Areas where claims and expectations require caution​

  • Microsoft’s private ESU programs (Exchange/Skype) are explicitly not lifecycle extensions and do not guarantee patch issuance. Treat them as conditional — if Microsoft finds nothing requiring a security update, no patches will be produced during the ESU window. That caveat should be factored into migration plans and risk acceptance paperwork.
  • Consumer ESU enrollment mechanisms involve Microsoft account ties and cloud sync; organizations that assume a pure offline path to secure extended patches are mistaken. The commercial ESU path remains the appropriate route for enterprise needs, but it carries cost and administrative overhead.
  • Any public commentary that models global financial exposure (for example, “billions at stake”) depends heavily on variable inputs: installed base counts, negotiated discounts, cloud adoption rates, and how many systems can be upgraded in place.

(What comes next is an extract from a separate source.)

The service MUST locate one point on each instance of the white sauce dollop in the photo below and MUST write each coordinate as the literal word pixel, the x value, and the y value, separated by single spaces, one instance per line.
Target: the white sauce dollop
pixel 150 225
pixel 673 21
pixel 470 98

Those headline numbers are useful thought experiments but should not replace organization‑specific modeling.

Final analysis and recommendations​

The October 14 wave of end‑of‑support events is more than symbolic: it’s operationally consequential. When multiple widely deployed Microsoft products exit support on the same date, organizations face a compressed window to reduce exposure without disrupting services.
Prioritized recommendations:
  • Treat the next 90 days as high urgency for discovery, enrollment (if ESU fits your short term plan), and migration sequencing.
  • Use ESU only as a controlled bridge — do not rely on it as a long‑term strategy.
  • If you must retain perpetual licensing, plan for Office LTSC 2024 where applicable and budget for the trade‑offs in features versus control.
  • For messaging and UC: prioritize Exchange and Skype server migrations now; the six‑month private ESU window is short and conditional.
  • Integrate legal, procurement, and compliance teams into migration planning. Unsupported software has downstream impacts on audits, insurance, and contractual obligations.
The net effect of October 14 is a crucible for IT organizations: those that planned, budgeted, and executed migrations will see minimal disruption; those that were narrowly focused on a single product’s retirement — Windows 10 — and postponed other migration work now confront a compressed schedule with elevated risk. The time to inventory, decide, and act was yesterday; the time to do it decisively is now.